Alors qu’il avait fallu plus d’un siècle pour que la productivité soit multipliée par deux entre 1820 et 1920-1940, elle a depuis été multipliée par cinq. La révolution industrielle du XIXe siècle ou l’invention du travail à la chaîne au début du XXe siècle sont des gains de productivité presque négligeables au regard de ceux réalisés depuis cinquante ans. Entre 1970 et 2008, le PIB a plus que doublé. Mais, dans le même temps, grâce aux gains de productivité, le besoin total de travail a diminué de plus de 20%.

3. Le temps de travail décroit de manière nette

temps de travail

Entre 1900 et 1970, on est passé de 7 jours de travail hebdomadaires à 6, puis de 6 jours à 5. La journée est passée de 12 heures à 8. Les salariés ont gagné progressivement 5 semaines de vacances. En soixante-dix ans, alors que la productivité augmentait relativement lentement, on a divisé par deux le temps de travail. Mais depuis 1970, alors que la productivité a fait des bonds de géant, nous ne sommes plus capables de faire évoluer notre contrat social : à peu de chose près, à 38 heures en moyenne, la durée réelle d’un emploi à temps plein est la même qu’il y a quarante ans. La baisse de 20% du temps de travail observée est le fait de la multiplication des emplois à temps partiel.

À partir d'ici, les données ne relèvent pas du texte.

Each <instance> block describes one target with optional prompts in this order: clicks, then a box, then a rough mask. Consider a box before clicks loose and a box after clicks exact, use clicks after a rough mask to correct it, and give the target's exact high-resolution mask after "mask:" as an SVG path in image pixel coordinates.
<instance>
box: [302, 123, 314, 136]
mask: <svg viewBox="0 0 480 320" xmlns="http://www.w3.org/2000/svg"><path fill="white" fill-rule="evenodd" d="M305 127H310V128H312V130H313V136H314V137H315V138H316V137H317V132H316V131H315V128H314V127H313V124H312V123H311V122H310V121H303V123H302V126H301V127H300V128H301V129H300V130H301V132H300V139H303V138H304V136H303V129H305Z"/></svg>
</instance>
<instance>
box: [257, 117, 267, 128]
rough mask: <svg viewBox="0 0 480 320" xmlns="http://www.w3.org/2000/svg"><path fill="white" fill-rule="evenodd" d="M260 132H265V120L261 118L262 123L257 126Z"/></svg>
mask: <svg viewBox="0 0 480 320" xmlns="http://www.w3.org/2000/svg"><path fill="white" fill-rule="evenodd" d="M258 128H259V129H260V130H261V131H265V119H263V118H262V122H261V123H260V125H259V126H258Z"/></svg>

4. Après s’être envolé dans les années 1970 le chômage se maintient dans un tunnel entre 8 et 12%

taux de chomage

L’étude du taux de chômage en parallèle à celle du temps de travail met en évidence une réduction du temps de travail subie, dictée par le marché, et non choisie. Le partage du travail actuel est un non-sens :

– D’un côté, un nombre croissant d’individus travaillant 0 heure par semaine ;

– De l’autre, ceux qui travaillent toujours, malgré la législation récente, plus 38 heures par semaine d’après l’INSEE ;

– Au milieu, toutes celles et tous ceux qui galèrent avec des petits boulots à temps partiel, subi.

Le temps de travail ou l’éléphant dans la salle

 

Il faut en finir avec les faux débats : si on intègre les gains de productivité colossaux réalisés dans notre économie depuis 40 ans, le débat n’est plus « pour ou contre la réduction du temps de travail ? » mais plutôt « quelle réduction du temps de travail ? » : RTT organisée par le marché (chômage pour les uns, temps partiel subi et précarité pour d’autres) ou RTT organisée par le débat et la négociation ?

De nombreux d’observateurs font aujourd’hui un bilan mitigé de la réforme dite « des 35 heures ».

Certes la manière dont la réforme a été conduite a dressé contre elle nombre de chefs d’entreprise qui en regrettaient le manque de flexibilité. On notera que cette flexibilité a été grandement améliorée par les 5 lois sur le temps de travail votées depuis.

Certes, les politiques d’exonération de charges sociales qui ont suivi les 35 heures n’ont ni queue ni tête. Les exonérations plafonnées ont un effet de cliquet qui piège plus des deux tiers des salariés français dans des revenus compris entre 1 et 1,6 SMIC. Subventionner les bas salaires, c’est les multiplier et engager la France dans la voie d’une dangereuse « smicardisation ». On a d’abord cherché à compenser les augmentations artificielles du salaire minimum par des exonérations de charges. On a donc subventionné le « travailler moins » des 35 heures pour encourager ensuite le « travailler plus » par de nouvelles exonérations de charges sur les heures supplémentaires ! On a encore institué une prime pour l’emploi au profit des travailleurs pauvres pour tenter de contrebalancer les effets de la « smicardisation », tout en multipliant les niches fiscales afin d’atténuer la surtaxation du travail qualifié ! Finalement, on a introduit plus de dysfonctionnements qu’on a résolu de problèmes.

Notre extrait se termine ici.